Since our institutions operate under "the rules of capitalism," a so-called "free press" must remain a civics lesson mirage. What would that "freight" be we'd have to pay to actually maintain a "free" (independent) press? $7.50 a daily paper? Did we experience slivers or fragments of it before the latest wave of capitalist aggressiveness and conquest? I suspect so--when I arrived in NYC in 1948 there were ten daily papers, including those carrying Murray Kempton and other independent spirits. But capitalism and its handmaiden, consumption, have decimated that spirit. Citizen-readers went along. And by now, how can they miss what they no longer know?

Posted by: donescobar at September 13, 2007 04:02 PM

Doesn't this contradict your Iron Law of Institutions, at least on the part of advertisers? Surely it makes more sense for them to cynically advertise and advance their bottom line in popular publications rather than maintain the stranglehold of the capitalist viewpoint in the press?

Posted by: saurabh at September 13, 2007 04:31 PM

It's not a "stranglehold." It's an embrace.

Posted by: donescobar at September 13, 2007 04:47 PM

Very good analysis, depressing though it may be.

Posted by: Batocchio at September 13, 2007 05:05 PM

Thanks, Batocchio. Spent ten years trying to start a national magazine, learned these lessons the hard way.

I don't necessarily think it's depressing. Printing, then moving all that paper around, is horrifically expensive, especially in this spread-out, newsstand-light country of ours. (This explains why there is a more vibrant print culture in, say, the compact UK.) The web removes those production/distribution costs; and so it's more possible than ever to make reasonable money with a reader-centric model. The margins aren't big enough for the mega-corporations, but there's a space for profitability there that sooner or later, people will exploit.

The key is educating your readership.
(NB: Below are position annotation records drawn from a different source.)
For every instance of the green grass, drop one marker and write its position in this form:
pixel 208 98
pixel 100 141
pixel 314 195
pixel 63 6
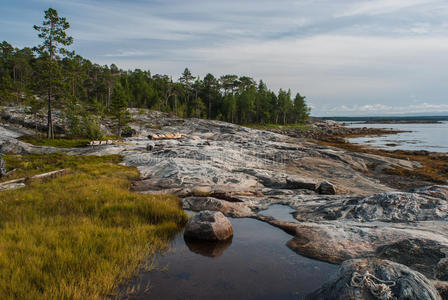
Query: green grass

If readers value editorial independence--and increased responsiveness to readers' concerns--they've got to be willing to pay a reasonable price. I think the effectiveness of the right-wing in this country is largely due to their acknowledgment that people who want to change the world should be prepared to pay for it.

There's nothing wrong with people wanting to get something for nothing (or cheaply); but readers should know what they lose as well as what they gain from a publication using an advertiser-centric model.

Posted by: Mike of Angle at September 13, 2007 05:31 PM

"So there's no necessary conflict between ideology and making money."
Making money is the ideology of the land. Is there another?

Posted by: donescobar at September 13, 2007 06:23 PM

Bernard,

That was heart-wrenching. Thank you!

Posted by: saurabh at September 13, 2007 10:18 PM

amish people are better equipped to survive a post-global-warming world than anybody else

Posted by: almostinfamous at September 14, 2007 11:13 AM

I don't know if anyone here is a fan of HBO's "The Wire", but what with all this media talk, I'd recommend it when the 5th season hits in a few months.

They've examined the drug trade, police corruption, union corruption, political corruption, and failing inner-city schools in past seasons with an eloquence and amazing storytelling ability.

Next season? They attack the media. I'm sure all of these points will be addressed throughout the season, as they've never slouched before.

Posted by: B at September 14, 2007 12:59 PM

The same pretty much holds true of radio and television, no?

Posted by: Terrible at September 14, 2007 03:53 PM

The same pretty much holds true of radio and television too, no?

Posted by: Terrible at September 14, 2007 03:54 PM

Posted by Mike of Angle at September 13, 2007 05:31 PM

Fair points. Most of all, it's important to know how the game is played.

I have a friend (a film critic) who's often said the same about films versus TV. Roughly speaking, the audience are the customers for films. For TV, they're the commodity sold to advertisers. Roughly speaking.

In any case, at some point I'll attempt a post on these issues, but thanks to you and Jonathan Schwarz for some thoughtful material for that. When people talk about the bias in media, I think they often overlook that for most outlets a commercial bias is the strongest, above any partisan leaning. (Heavily-subsidized loss-leaders such as the Weekly Standard and the National Review are another matter.)